CVE-2025-36904 is a critical elevation of privilege vulnerability affecting the WLAN component of the Android kernel on Google Pixel devices running Android versions prior to the security update released on 2025-09-05. The vulnerability allows an attacker to escalate privileges without requiring any user interaction or prior authentication, exploiting a flaw in the handling of WLAN operations within the kernel. Specifically, the weakness relates to improper access control (CWE-269), enabling an attacker to gain higher privileges than intended, potentially achieving full system compromise. The CVSS v3.1 base score of 9.8 reflects the severity, with metrics indicating network attack vector (AV:N), low attack complexity (AC:L), no privileges required (PR:N), no user interaction (UI:N), unchanged scope (S:U), and high impact on confidentiality, integrity, and availability (C:H/I:H/A:H). Although no known exploits are currently reported in the wild, the vulnerability's nature and severity make it a prime target for exploitation once proof-of-concept code becomes available. The lack of a patch link suggests the update was either newly released or pending at the time of reporting, emphasizing the urgency for affected users to apply the latest security updates promptly. This vulnerability is particularly dangerous because it compromises the kernel, the core of the operating system, potentially allowing attackers to bypass all security mechanisms, install persistent malware, or exfiltrate sensitive data.
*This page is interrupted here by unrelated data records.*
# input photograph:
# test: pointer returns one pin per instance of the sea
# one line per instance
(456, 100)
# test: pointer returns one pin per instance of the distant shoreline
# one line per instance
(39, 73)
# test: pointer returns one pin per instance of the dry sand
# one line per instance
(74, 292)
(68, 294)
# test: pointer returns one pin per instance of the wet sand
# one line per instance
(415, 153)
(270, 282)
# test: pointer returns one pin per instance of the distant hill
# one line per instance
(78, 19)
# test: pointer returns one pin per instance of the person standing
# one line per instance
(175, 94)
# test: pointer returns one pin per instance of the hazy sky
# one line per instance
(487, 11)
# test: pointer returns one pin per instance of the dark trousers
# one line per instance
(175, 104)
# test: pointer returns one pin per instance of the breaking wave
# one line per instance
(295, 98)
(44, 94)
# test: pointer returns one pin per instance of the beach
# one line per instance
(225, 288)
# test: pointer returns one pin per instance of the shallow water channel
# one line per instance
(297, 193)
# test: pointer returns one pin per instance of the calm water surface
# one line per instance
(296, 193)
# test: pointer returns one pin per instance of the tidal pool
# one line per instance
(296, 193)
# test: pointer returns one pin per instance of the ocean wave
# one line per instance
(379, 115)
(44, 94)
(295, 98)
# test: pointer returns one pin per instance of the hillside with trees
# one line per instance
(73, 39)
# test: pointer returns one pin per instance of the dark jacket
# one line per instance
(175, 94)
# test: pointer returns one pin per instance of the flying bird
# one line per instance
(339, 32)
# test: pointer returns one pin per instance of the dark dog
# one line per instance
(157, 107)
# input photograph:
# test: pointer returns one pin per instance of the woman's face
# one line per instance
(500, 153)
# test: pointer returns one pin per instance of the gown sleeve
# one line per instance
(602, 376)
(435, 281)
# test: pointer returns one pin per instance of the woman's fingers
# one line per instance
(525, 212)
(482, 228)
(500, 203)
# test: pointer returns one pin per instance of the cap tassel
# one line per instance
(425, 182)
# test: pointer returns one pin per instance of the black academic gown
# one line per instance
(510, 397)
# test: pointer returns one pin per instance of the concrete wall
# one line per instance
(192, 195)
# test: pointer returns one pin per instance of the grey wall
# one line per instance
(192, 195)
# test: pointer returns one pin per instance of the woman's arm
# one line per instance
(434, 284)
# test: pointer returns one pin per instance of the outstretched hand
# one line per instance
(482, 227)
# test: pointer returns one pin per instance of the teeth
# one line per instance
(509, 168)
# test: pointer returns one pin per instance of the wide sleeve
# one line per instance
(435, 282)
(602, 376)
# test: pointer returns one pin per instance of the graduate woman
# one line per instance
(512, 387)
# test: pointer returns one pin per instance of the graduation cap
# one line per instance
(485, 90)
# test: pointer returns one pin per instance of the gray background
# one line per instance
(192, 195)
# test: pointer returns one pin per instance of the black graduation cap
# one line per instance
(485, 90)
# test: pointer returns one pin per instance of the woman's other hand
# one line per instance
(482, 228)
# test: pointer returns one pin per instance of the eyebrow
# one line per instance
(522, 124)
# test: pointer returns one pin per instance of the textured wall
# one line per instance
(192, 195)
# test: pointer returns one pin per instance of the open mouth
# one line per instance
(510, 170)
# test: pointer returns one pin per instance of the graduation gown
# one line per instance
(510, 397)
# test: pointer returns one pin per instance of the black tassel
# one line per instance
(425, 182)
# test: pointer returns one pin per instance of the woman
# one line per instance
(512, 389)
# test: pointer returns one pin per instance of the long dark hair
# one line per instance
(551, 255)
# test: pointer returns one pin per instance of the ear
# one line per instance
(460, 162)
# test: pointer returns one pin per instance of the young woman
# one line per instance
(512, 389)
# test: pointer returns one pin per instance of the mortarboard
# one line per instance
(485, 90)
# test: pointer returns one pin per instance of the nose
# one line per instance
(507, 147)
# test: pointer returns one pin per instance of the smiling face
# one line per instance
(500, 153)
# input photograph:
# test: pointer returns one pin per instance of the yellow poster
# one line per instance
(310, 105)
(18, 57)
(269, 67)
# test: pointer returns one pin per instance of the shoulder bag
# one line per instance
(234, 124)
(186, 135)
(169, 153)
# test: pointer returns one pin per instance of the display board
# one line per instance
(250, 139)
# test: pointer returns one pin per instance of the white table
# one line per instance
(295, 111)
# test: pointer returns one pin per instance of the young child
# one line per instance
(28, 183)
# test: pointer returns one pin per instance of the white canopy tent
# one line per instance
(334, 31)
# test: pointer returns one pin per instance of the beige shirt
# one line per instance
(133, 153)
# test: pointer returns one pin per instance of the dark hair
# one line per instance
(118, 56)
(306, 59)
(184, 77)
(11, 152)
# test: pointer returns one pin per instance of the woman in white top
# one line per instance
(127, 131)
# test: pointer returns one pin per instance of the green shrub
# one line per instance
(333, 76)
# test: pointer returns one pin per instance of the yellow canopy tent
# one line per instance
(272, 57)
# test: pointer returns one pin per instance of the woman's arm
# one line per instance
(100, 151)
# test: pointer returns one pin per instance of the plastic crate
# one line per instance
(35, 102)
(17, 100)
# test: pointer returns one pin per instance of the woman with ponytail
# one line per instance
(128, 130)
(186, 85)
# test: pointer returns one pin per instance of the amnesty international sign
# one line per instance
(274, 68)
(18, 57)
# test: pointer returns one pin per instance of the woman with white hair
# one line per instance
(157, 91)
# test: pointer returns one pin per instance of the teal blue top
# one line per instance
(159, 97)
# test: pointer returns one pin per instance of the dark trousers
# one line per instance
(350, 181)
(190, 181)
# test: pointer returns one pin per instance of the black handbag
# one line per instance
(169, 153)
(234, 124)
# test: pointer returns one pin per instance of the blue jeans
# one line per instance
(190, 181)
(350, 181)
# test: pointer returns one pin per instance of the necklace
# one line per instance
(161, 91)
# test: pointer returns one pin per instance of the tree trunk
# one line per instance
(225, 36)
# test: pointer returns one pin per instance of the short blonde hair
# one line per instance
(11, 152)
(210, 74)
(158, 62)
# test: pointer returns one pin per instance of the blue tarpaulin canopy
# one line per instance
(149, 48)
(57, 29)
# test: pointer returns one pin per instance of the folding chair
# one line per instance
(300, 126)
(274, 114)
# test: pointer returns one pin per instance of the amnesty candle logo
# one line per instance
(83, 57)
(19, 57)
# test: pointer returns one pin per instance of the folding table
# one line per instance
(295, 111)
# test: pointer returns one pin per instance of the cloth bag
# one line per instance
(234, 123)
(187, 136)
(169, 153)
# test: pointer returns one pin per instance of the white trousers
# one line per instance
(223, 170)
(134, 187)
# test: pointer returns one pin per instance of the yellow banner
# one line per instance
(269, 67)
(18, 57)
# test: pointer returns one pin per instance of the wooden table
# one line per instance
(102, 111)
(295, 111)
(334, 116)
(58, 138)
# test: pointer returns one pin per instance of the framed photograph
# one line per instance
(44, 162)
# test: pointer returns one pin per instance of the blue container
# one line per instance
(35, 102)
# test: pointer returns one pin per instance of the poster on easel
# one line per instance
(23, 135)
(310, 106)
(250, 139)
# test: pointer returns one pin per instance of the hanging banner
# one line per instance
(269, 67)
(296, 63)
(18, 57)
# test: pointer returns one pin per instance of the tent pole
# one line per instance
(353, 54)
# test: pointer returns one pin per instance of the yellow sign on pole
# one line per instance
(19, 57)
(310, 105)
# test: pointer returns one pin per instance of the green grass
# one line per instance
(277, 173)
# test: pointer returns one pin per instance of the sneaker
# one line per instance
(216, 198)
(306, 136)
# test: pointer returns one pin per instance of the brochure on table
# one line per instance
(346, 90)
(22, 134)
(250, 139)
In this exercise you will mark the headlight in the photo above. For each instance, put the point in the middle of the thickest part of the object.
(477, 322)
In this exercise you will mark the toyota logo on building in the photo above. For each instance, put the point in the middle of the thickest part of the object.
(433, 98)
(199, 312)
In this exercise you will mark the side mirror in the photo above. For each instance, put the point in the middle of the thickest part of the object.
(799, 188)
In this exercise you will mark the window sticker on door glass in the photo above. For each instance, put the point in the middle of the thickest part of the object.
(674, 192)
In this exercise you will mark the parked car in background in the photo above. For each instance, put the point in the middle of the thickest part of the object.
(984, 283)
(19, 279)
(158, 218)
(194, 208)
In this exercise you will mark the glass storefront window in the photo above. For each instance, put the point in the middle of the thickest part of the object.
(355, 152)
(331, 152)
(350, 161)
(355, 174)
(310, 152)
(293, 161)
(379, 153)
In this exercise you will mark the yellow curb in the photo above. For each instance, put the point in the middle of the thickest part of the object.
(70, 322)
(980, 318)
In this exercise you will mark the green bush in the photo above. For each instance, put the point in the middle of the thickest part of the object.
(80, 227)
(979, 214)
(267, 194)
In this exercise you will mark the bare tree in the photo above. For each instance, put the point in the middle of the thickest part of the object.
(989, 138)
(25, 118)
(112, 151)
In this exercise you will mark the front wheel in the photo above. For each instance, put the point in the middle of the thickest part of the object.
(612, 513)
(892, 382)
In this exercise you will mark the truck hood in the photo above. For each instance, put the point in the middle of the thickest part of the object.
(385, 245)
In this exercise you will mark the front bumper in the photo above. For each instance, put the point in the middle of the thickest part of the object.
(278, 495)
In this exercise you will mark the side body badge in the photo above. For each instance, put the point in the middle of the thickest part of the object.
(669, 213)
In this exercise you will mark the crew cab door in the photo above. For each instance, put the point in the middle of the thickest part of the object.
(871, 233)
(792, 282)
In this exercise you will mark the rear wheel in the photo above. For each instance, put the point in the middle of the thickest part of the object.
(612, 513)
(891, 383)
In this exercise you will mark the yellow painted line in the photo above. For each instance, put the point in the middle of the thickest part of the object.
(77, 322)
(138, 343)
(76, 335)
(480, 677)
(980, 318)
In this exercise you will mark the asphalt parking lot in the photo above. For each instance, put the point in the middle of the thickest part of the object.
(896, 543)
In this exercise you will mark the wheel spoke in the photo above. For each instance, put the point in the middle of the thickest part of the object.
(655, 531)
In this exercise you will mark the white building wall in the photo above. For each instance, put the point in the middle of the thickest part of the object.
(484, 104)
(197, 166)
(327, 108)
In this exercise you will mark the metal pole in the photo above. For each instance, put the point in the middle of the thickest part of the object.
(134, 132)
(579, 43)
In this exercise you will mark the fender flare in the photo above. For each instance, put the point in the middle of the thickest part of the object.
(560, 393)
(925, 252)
For European organizations, this vulnerability poses a significant risk, especially those relying on Google Pixel devices for corporate communications, mobile workforce, or sensitive data access. Exploitation could lead to unauthorized access to corporate networks, data breaches, and disruption of business operations. Given the kernel-level compromise, attackers could deploy rootkits or other persistent threats that evade detection by conventional security tools. The impact extends to confidentiality, integrity, and availability of data and services accessed or stored on affected devices. Organizations in sectors such as finance, government, healthcare, and critical infrastructure are particularly vulnerable due to the sensitive nature of their data and the potential for targeted attacks. Additionally, the vulnerability could be leveraged as a foothold for lateral movement within enterprise networks, increasing the overall risk posture. The absence of required user interaction or privileges lowers the barrier for exploitation, making it feasible for remote attackers to compromise devices silently.

European organizations should immediately verify the deployment of Google Pixel devices within their environment and ensure all devices are updated to the latest Android security patch released on or after 2025-09-05. Network administrators should implement strict network segmentation and monitor WLAN traffic for anomalous behavior indicative of exploitation attempts. Employ endpoint detection and response (EDR) solutions capable of detecting kernel-level anomalies and privilege escalation attempts. Restrict the use of Google Pixel devices for accessing highly sensitive systems until patches are confirmed applied. Additionally, enforce policies to limit WLAN connectivity to trusted networks only and consider disabling WLAN interfaces on devices where wireless connectivity is not essential. Regularly audit device compliance and educate users on the importance of timely updates. For organizations with mobile device management (MDM) solutions, enforce mandatory update policies and monitor patch deployment status. Finally, maintain up-to-date incident response plans to quickly address potential compromises stemming from this vulnerability.